SkillHub

openclaw-marshal

v1.0.2

代理工作空间合规与策略执行。支持定义安全策略、审计合规、检查命令限制及生成审计报告。免费版仅提供告警,升级至 openclaw-marshal-pro 可解锁主动执行、拦截和自动修复。

Sourced from ClawHub, Authored by AtlasPA

Installation

Please help me install the skill `openclaw-marshal` from SkillHub official store. npx skills add AtlasPA/openclaw-marshal

OpenClaw Marshal

Define security policies for your workspace and audit compliance. Check installed skills against command, network, and data handling rules. Generate audit-ready compliance reports.

Why This Matters

Agent workspaces accumulate skills that execute commands, access the network, and handle data. Without a defined security policy, there is no way to know whether installed skills comply with your organization's requirements — or whether your workspace itself meets basic security hygiene standards.

This skill lets you define a policy once and audit everything against it.

Commands

Initialize Policy

Create a default security policy file (.marshal-policy.json) with sensible defaults.

python3 {baseDir}/scripts/marshal.py policy --init --workspace /path/to/workspace

Show Policy

Display the current active policy.

python3 {baseDir}/scripts/marshal.py policy --show --workspace /path/to/workspace

Policy Summary

Quick overview of loaded policy rules.

python3 {baseDir}/scripts/marshal.py policy --workspace /path/to/workspace

Full Compliance Audit

Audit all installed skills and workspace configuration against the active policy. Reports compliance score, violations, and recommendations.

python3 {baseDir}/scripts/marshal.py audit --workspace /path/to/workspace

Check Specific Skill

Check a single skill against the policy.
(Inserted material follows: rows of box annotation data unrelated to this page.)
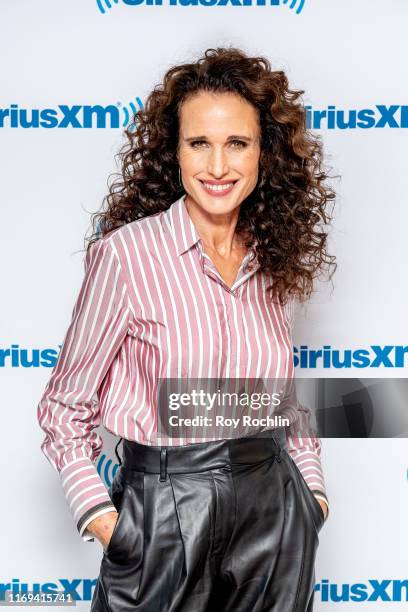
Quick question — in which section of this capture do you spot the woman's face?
[178,91,261,214]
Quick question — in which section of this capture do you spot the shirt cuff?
[78,504,117,542]
[310,489,330,521]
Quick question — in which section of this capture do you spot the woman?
[38,48,335,612]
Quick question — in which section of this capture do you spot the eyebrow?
[184,134,252,142]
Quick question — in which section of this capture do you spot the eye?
[190,140,206,149]
[231,139,247,149]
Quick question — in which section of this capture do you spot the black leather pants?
[91,436,324,612]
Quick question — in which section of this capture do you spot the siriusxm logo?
[0,344,61,368]
[0,578,408,603]
[0,578,96,605]
[0,97,143,129]
[0,344,408,369]
[293,344,408,368]
[96,0,306,15]
[315,578,408,603]
[305,104,408,130]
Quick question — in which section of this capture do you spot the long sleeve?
[286,298,330,520]
[286,404,329,519]
[37,239,130,541]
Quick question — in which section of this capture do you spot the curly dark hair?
[85,47,337,303]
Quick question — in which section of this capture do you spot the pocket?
[104,477,126,555]
[282,451,325,532]
[104,470,144,565]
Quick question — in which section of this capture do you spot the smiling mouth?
[199,179,238,193]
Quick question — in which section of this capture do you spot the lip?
[199,179,238,198]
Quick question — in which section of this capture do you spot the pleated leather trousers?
[91,432,324,612]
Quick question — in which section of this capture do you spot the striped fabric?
[37,196,327,541]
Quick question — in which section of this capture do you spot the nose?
[207,147,229,178]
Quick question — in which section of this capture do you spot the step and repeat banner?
[0,0,408,612]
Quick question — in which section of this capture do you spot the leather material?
[91,437,324,612]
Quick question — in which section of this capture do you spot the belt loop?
[115,438,123,465]
[160,448,167,482]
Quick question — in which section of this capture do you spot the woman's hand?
[316,497,329,520]
[87,511,118,550]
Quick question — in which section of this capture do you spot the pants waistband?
[115,431,281,481]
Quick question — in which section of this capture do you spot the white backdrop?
[0,0,408,612]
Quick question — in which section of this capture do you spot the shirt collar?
[167,194,259,272]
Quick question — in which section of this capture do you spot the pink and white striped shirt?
[37,196,327,541]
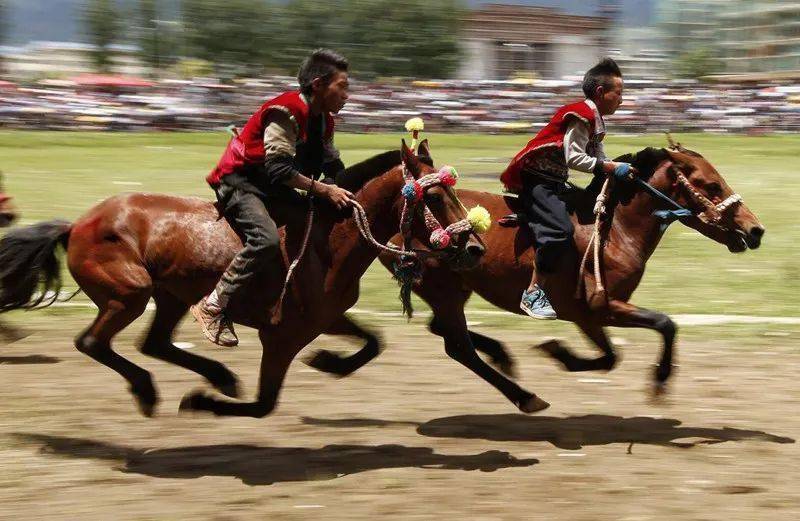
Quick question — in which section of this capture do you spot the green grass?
[0,132,800,336]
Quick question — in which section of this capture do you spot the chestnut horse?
[307,145,764,408]
[0,143,484,417]
[0,172,17,228]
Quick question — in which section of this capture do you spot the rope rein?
[270,162,488,325]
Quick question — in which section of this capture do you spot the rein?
[270,161,491,325]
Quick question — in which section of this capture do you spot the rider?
[192,49,353,347]
[500,58,633,320]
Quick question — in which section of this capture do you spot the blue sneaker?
[519,286,558,320]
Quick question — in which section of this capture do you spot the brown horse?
[308,145,764,407]
[0,143,484,417]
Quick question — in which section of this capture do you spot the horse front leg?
[303,314,383,377]
[607,300,678,394]
[436,308,550,413]
[180,328,304,418]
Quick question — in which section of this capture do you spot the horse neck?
[610,161,675,265]
[330,167,404,276]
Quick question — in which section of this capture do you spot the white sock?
[206,289,222,309]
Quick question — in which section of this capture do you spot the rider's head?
[297,49,350,114]
[583,58,623,116]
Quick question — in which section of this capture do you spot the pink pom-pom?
[431,228,450,250]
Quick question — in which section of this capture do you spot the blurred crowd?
[0,76,800,133]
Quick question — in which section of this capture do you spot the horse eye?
[706,183,722,196]
[425,192,442,204]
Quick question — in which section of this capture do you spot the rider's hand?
[609,162,639,181]
[319,185,355,210]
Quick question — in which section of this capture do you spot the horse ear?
[417,139,433,167]
[400,139,421,178]
[417,138,431,157]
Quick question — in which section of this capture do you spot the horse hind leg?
[535,319,618,373]
[75,288,158,417]
[303,314,383,377]
[180,328,304,418]
[140,290,239,398]
[428,316,518,378]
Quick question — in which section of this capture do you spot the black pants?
[216,183,280,308]
[519,175,575,273]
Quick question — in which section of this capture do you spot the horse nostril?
[467,244,486,258]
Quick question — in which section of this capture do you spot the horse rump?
[0,220,71,312]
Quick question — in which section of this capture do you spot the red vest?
[206,91,334,186]
[500,101,603,192]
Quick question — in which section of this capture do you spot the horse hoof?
[518,394,550,414]
[303,349,349,376]
[497,360,519,380]
[214,381,239,398]
[178,391,211,412]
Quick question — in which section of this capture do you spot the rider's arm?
[564,120,618,175]
[322,136,344,182]
[564,119,602,174]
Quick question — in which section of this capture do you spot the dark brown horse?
[0,143,484,417]
[308,145,764,408]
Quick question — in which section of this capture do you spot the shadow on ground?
[303,414,795,450]
[0,355,61,365]
[14,433,539,485]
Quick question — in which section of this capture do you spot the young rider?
[500,58,633,320]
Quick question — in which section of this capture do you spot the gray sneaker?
[192,297,239,347]
[519,286,558,320]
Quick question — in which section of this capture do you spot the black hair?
[297,49,350,94]
[583,58,622,99]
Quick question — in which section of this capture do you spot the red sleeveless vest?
[500,101,603,192]
[206,91,334,187]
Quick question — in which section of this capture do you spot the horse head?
[401,140,490,269]
[666,139,765,253]
[0,173,17,228]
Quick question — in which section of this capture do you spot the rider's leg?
[192,189,280,347]
[520,176,574,319]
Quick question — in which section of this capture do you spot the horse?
[0,172,17,228]
[306,141,765,409]
[0,142,485,418]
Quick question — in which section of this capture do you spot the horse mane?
[336,150,433,193]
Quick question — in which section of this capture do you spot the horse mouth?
[726,231,758,253]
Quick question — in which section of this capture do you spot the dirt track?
[0,318,800,521]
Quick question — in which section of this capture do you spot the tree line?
[79,0,465,78]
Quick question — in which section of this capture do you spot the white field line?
[31,294,800,326]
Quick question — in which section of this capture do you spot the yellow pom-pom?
[467,206,492,233]
[406,118,425,132]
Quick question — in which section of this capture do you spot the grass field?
[0,132,800,342]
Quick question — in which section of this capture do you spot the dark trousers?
[519,175,575,273]
[216,183,280,308]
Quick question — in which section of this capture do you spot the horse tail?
[0,220,72,312]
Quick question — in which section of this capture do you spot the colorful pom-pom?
[431,228,450,250]
[467,206,492,233]
[439,169,458,186]
[406,118,425,132]
[439,165,458,179]
[400,181,423,203]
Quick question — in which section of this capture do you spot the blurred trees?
[134,0,181,71]
[675,47,724,79]
[174,0,464,77]
[82,0,122,71]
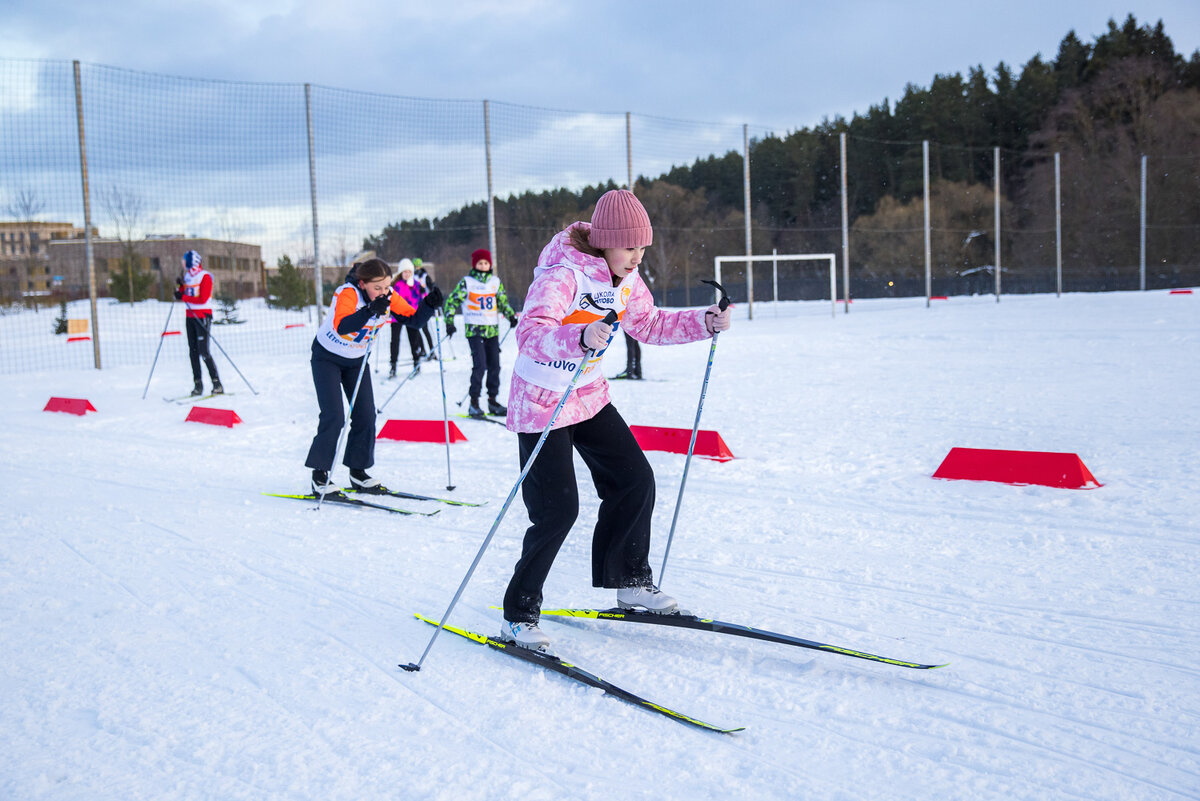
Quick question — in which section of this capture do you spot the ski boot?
[350,469,388,495]
[312,470,342,498]
[617,584,679,615]
[499,620,550,651]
Reports pass/fail per rule.

python3 {baseDir}/scripts/marshal.py check openclaw-warden --workspace /path/to/workspace

Generate Compliance Report

Produce a formatted, copy-pastable compliance report suitable for audit documentation.
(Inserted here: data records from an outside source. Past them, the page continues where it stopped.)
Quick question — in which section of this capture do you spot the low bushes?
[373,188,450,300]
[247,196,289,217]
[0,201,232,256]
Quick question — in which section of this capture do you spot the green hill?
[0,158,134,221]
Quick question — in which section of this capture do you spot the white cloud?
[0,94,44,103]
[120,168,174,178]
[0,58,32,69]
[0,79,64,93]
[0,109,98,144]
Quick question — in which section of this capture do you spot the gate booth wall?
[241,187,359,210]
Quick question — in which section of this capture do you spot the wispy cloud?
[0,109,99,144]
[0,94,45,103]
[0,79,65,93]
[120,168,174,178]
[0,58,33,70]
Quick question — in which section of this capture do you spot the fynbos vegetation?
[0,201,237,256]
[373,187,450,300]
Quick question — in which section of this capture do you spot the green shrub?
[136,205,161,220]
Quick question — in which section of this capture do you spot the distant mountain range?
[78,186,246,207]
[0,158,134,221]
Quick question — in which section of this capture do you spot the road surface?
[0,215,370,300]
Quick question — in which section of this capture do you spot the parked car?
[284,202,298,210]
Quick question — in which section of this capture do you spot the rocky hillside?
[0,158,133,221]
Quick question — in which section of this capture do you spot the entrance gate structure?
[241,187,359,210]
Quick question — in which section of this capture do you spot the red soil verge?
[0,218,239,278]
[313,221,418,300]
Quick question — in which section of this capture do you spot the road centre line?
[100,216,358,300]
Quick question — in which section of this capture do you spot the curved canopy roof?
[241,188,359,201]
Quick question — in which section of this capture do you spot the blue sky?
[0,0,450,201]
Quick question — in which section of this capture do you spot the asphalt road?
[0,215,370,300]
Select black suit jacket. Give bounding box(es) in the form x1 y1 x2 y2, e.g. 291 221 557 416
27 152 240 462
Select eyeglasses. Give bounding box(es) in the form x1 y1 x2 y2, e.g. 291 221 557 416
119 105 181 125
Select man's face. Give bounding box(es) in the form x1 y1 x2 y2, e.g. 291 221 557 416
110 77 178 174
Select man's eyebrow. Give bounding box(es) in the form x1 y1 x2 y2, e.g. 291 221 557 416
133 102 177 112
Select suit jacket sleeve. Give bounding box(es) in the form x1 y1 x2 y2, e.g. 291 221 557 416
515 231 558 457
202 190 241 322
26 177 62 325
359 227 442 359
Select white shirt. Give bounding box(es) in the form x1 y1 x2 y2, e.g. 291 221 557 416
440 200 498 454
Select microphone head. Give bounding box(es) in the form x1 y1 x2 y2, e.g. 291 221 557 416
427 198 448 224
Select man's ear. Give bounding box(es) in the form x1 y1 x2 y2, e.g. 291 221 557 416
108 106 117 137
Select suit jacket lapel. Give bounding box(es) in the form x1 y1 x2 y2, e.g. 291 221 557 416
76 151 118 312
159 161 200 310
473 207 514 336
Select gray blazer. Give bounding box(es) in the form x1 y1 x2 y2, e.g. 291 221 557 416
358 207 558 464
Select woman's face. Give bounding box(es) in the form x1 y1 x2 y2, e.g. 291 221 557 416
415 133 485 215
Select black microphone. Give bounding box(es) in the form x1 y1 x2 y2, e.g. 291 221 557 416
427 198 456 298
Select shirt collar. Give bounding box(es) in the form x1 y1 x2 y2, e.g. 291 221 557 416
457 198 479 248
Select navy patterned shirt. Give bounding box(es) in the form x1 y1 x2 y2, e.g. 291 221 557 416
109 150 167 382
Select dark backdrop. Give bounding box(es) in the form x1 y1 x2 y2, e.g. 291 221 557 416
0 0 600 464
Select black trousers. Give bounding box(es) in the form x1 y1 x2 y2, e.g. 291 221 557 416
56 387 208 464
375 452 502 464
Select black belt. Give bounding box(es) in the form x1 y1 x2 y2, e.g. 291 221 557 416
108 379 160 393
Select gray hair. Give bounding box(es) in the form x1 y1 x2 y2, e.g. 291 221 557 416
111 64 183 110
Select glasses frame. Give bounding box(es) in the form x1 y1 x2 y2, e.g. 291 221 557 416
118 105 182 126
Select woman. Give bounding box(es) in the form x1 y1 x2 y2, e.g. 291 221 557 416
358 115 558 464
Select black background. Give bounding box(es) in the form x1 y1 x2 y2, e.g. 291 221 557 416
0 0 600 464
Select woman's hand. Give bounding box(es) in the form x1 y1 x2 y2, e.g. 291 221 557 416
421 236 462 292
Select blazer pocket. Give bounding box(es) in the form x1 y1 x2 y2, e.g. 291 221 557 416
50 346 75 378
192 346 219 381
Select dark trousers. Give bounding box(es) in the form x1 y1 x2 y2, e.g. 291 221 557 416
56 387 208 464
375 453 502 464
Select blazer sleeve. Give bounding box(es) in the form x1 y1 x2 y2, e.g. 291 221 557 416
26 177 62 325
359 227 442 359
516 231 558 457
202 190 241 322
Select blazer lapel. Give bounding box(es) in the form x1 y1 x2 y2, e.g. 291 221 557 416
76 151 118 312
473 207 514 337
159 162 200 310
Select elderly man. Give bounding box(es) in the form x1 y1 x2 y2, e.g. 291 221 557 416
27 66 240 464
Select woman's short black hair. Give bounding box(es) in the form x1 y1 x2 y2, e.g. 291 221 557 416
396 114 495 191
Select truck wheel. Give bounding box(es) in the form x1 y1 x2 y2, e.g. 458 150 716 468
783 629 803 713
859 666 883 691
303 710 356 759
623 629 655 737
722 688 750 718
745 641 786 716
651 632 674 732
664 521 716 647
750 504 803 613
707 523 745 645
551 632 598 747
python3 {baseDir}/scripts/marshal.py report --workspace /path/to/workspace

Quick Status

One-line summary: policy loaded, compliance score, critical violations count.
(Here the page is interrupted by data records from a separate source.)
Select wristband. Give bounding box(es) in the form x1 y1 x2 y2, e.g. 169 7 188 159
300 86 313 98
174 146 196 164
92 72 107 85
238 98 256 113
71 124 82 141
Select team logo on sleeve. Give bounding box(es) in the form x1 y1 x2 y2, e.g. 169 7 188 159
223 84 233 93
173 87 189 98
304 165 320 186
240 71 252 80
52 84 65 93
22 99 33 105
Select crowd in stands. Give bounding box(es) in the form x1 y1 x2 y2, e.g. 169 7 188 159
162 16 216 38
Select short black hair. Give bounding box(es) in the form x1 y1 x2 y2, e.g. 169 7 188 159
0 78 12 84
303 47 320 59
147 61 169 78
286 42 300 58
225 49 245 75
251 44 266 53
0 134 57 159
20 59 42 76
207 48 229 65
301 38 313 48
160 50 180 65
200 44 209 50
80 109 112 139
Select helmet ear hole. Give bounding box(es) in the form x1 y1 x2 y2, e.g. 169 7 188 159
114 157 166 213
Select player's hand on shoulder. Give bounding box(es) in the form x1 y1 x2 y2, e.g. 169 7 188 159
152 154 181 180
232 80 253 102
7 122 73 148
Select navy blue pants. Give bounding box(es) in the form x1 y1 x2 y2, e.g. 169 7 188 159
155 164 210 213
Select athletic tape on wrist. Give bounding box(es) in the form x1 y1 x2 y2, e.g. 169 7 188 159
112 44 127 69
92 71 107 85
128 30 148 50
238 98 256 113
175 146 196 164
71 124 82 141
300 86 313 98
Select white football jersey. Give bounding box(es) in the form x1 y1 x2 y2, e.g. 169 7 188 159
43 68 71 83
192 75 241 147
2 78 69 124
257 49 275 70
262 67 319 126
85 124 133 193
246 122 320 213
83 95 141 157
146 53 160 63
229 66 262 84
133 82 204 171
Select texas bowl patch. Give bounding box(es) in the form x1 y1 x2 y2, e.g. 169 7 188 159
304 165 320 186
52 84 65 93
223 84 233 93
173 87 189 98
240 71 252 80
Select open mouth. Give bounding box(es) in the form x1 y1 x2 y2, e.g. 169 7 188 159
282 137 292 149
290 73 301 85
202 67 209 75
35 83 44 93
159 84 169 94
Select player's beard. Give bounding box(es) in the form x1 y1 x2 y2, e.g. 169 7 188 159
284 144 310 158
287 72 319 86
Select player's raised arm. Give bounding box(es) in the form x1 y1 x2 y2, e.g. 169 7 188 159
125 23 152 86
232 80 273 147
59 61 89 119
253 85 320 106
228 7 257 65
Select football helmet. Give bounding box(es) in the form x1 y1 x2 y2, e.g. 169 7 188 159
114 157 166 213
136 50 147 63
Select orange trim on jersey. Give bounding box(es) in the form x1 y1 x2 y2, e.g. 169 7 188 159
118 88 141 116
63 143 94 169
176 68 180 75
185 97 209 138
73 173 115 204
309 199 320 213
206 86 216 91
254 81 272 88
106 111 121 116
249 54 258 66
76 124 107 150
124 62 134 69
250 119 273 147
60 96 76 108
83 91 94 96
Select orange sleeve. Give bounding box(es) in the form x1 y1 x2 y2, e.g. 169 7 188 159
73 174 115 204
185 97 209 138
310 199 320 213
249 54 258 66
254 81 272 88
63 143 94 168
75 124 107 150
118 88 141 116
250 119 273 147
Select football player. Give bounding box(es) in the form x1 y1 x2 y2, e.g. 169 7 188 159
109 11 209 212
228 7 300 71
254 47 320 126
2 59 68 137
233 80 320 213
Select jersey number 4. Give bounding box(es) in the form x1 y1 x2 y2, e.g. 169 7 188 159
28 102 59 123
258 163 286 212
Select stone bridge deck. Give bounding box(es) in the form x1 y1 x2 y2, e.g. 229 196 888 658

python3 {baseDir}/scripts/marshal.py status --workspace /path/to/workspace

Workspace Auto-Detection

If --workspace is omitted, the script tries: 1. OPENCLAW_WORKSPACE environment variable 2. Current directory (if AGENTS.md exists) 3. ~/.openclaw/workspace (default)

What Gets Checked

Category Checks Severity
Command Safety Dangerous patterns (eval, exec, pipe-to-shell, rm -rf /) CRITICAL
Command Policy Blocked and review-required commands from policy HIGH/MEDIUM
Network Policy Domain allow/blocklists, suspicious TLD patterns CRITICAL/HIGH
Data Handling Secret scanner installed, PII scanner configured HIGH/MEDIUM
Workspace Hygiene .gitignore, audit trail (ledger), skill signing (signet) HIGH/MEDIUM
Configuration Debug modes, verbose logging left enabled LOW

Policy Format

The .marshal-policy.json file defines all rules:

  • commands.allow — Permitted binaries
  • commands.block — Blocked command patterns
  • commands.review — Commands requiring human review
  • network.allow_domains — Permitted network domains
  • network.block_domains — Blocked domains
  • network.block_patterns — Wildcard domain blocks (e.g., *.tk)
  • data_handling.pii_scan — Require PII scanning
  • data_handling.secret_scan — Require secret scanning
  • workspace.require_gitignore — Require .gitignore
  • workspace.require_audit_trail — Require ledger
  • workspace.require_skill_signing — Require signet

Exit Codes

  • 0 — Compliant, no issues
  • 1 — Review needed (medium/high findings)
  • 2 — Critical violations detected

No External Dependencies

Python standard library only. No pip install. No network calls. Everything runs locally.

Cross-Platform

Works with OpenClaw, Claude Code, Cursor, and any tool using the Agent Skills specification.